Split group of courses into two with constraints

74 Views Asked by At

The school I work for is trying to split the district of students into an A group and a B group while taking into consideration students from the same family and balancing class sections to be as close to 50/50 as possible.

I have a spreadsheet of students that is similar to the following:

enter image description here

Could anyone point me into a direction that would allow me optimize this list into two groups and maintaining the family to be in the same group? Meaning - All of Family ID 286 need to be in the same group A or B? All while balancing CourseID to be as close to a 50/50 split as possible? The end goal is to have each course ID split as equally as possible and maintain families within the same group.

Unfortunately I don't even know what kind of math this would be - so not sure what tag to assign it to? Thanks!

2

There are 2 best solutions below

2
On BEST ANSWER

Number the students from $1$ to $n$. For each student $k$ we'll have a variable $x_k$ that takes the value $0$ or $1$, where $0$ indicates that the student is assigned to group A, and $1$ that he is assigned to group B. For each class, we need an equation, or an inequality, indicating that about half the class is in group B.

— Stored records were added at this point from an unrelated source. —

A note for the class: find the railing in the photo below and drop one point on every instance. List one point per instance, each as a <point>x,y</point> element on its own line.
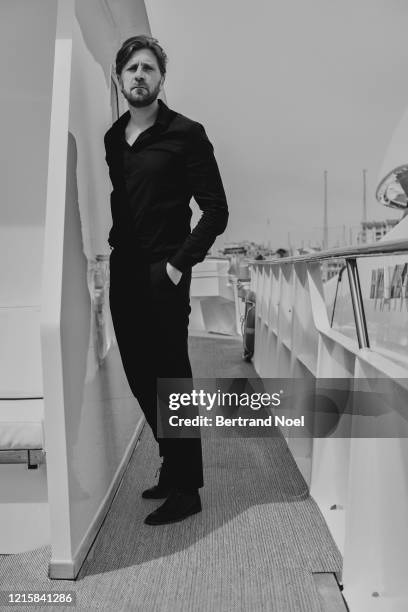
<point>353,327</point>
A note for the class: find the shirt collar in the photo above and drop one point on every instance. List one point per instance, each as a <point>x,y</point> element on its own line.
<point>164,116</point>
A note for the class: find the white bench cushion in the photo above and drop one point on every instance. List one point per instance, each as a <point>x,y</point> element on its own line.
<point>21,424</point>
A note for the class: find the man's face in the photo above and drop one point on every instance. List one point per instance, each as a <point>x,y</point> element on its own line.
<point>141,80</point>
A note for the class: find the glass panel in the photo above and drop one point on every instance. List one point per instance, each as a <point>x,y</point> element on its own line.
<point>384,287</point>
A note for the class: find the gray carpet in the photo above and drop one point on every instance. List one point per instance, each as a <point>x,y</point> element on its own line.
<point>254,546</point>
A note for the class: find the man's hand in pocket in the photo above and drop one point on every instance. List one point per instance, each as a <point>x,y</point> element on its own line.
<point>174,274</point>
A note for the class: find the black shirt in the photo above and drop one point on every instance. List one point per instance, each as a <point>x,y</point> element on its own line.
<point>153,182</point>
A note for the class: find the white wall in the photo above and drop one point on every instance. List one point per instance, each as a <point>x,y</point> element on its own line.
<point>92,419</point>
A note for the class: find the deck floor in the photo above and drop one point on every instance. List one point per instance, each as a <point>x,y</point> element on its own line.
<point>255,546</point>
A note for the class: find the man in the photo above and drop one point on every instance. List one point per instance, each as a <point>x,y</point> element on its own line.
<point>158,159</point>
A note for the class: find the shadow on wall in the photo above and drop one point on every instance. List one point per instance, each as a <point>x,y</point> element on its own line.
<point>75,310</point>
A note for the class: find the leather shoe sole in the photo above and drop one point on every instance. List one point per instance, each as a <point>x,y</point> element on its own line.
<point>156,492</point>
<point>163,518</point>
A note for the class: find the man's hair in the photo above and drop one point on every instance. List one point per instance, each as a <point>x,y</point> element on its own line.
<point>135,43</point>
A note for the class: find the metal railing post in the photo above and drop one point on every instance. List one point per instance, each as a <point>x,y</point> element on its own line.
<point>357,301</point>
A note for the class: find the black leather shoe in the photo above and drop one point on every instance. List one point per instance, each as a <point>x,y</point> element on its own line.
<point>163,488</point>
<point>178,506</point>
<point>157,492</point>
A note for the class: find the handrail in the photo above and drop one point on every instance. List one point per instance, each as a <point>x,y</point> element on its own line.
<point>386,247</point>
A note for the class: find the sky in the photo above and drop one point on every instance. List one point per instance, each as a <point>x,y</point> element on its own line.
<point>287,89</point>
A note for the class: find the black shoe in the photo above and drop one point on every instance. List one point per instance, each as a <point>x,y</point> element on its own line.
<point>157,492</point>
<point>163,488</point>
<point>178,506</point>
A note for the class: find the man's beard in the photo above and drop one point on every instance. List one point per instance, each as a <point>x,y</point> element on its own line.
<point>145,100</point>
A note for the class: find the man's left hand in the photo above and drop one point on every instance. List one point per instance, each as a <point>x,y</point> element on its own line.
<point>174,274</point>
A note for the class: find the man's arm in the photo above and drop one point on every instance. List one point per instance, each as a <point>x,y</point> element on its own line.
<point>207,189</point>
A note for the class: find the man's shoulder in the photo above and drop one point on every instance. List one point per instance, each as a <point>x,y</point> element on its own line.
<point>186,124</point>
<point>116,126</point>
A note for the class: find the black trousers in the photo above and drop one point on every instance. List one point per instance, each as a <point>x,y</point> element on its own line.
<point>150,318</point>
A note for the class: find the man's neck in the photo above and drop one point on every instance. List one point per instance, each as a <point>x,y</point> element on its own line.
<point>144,116</point>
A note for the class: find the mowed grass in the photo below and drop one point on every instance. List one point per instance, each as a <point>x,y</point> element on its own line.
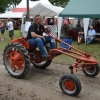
<point>93,49</point>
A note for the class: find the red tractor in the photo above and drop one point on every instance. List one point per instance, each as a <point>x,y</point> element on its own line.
<point>18,55</point>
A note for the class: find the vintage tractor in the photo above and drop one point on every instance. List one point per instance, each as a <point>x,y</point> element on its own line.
<point>18,55</point>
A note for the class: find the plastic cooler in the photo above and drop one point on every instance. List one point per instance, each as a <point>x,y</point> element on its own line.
<point>67,40</point>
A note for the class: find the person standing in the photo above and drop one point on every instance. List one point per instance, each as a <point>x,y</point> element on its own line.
<point>2,27</point>
<point>65,29</point>
<point>10,29</point>
<point>91,35</point>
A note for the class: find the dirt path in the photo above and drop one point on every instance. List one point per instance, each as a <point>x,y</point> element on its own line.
<point>44,85</point>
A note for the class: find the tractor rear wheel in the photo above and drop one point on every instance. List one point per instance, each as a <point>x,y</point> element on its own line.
<point>42,65</point>
<point>70,85</point>
<point>16,60</point>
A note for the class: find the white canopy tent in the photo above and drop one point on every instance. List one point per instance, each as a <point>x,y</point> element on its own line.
<point>43,9</point>
<point>21,8</point>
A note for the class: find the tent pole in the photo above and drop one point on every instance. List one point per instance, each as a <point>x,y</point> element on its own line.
<point>27,17</point>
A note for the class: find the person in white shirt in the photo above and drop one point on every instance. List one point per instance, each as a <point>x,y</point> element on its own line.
<point>91,35</point>
<point>10,29</point>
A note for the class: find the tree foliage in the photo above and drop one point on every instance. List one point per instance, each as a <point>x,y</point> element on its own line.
<point>10,4</point>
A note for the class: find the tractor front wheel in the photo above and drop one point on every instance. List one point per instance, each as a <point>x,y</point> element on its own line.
<point>92,71</point>
<point>16,60</point>
<point>70,85</point>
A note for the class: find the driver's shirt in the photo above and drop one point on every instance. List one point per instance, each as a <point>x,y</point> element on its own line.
<point>34,28</point>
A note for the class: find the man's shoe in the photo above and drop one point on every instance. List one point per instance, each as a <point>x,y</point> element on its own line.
<point>46,57</point>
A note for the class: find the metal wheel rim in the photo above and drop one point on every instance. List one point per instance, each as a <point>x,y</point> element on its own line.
<point>88,72</point>
<point>39,64</point>
<point>66,90</point>
<point>8,64</point>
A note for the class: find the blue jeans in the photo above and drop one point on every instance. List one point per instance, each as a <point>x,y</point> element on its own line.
<point>38,42</point>
<point>89,40</point>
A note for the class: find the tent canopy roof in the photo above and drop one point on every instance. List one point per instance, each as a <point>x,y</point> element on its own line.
<point>82,9</point>
<point>45,10</point>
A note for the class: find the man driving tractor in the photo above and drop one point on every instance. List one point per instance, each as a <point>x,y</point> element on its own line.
<point>35,36</point>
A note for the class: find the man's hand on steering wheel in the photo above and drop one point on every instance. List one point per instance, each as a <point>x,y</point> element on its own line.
<point>43,38</point>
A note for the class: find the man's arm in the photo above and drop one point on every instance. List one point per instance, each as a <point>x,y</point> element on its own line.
<point>34,35</point>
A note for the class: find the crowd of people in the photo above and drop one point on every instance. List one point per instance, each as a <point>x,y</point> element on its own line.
<point>66,27</point>
<point>3,26</point>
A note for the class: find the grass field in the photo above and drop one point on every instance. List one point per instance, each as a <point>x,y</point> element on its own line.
<point>93,49</point>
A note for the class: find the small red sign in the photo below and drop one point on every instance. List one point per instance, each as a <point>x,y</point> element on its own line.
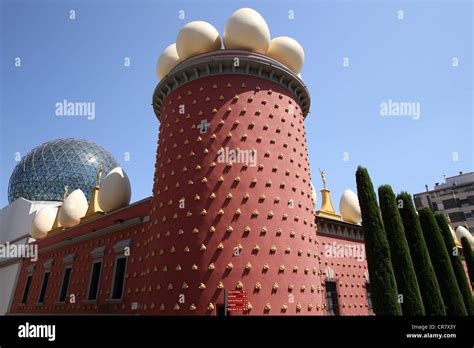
<point>237,300</point>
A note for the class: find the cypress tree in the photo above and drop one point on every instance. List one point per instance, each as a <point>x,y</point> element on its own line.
<point>456,263</point>
<point>426,276</point>
<point>466,248</point>
<point>382,279</point>
<point>440,259</point>
<point>405,276</point>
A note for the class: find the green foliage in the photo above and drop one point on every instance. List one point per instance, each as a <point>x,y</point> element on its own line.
<point>469,257</point>
<point>440,259</point>
<point>426,276</point>
<point>382,279</point>
<point>407,284</point>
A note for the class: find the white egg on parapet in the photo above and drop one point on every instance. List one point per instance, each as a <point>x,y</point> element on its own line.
<point>461,231</point>
<point>43,222</point>
<point>287,51</point>
<point>246,29</point>
<point>196,38</point>
<point>115,191</point>
<point>73,209</point>
<point>349,207</point>
<point>169,58</point>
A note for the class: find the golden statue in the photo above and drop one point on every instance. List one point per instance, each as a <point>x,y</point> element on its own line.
<point>323,177</point>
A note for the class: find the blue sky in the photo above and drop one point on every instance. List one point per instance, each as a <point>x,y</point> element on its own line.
<point>403,60</point>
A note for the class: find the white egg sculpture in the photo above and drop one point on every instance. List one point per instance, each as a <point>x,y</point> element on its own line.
<point>73,209</point>
<point>349,207</point>
<point>287,51</point>
<point>167,61</point>
<point>115,191</point>
<point>314,196</point>
<point>455,239</point>
<point>43,222</point>
<point>196,38</point>
<point>461,231</point>
<point>246,30</point>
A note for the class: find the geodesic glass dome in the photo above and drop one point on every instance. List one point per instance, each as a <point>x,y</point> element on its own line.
<point>43,173</point>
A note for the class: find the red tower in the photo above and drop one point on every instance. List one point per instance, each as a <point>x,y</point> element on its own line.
<point>232,189</point>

For example, suppose one class is made up of students $1,2,4,8,9,11,14$. There are $7$ students in the class, so ideally we want $$3\leq x_1+x_2+x_4+x_8+x_9+x_{11}+x_{14}\leq4$$ When students are in the same family, their variables must take the same value. If students $4,8,17$ are in the same family, then we have the equations $$x_4=x_8\\x_4=x_{17}$$

This then is a problem in $0$-$1$ integer linear programming, in which only the constraints must be satisfied, and unfortunately, this is known to be NP-complete.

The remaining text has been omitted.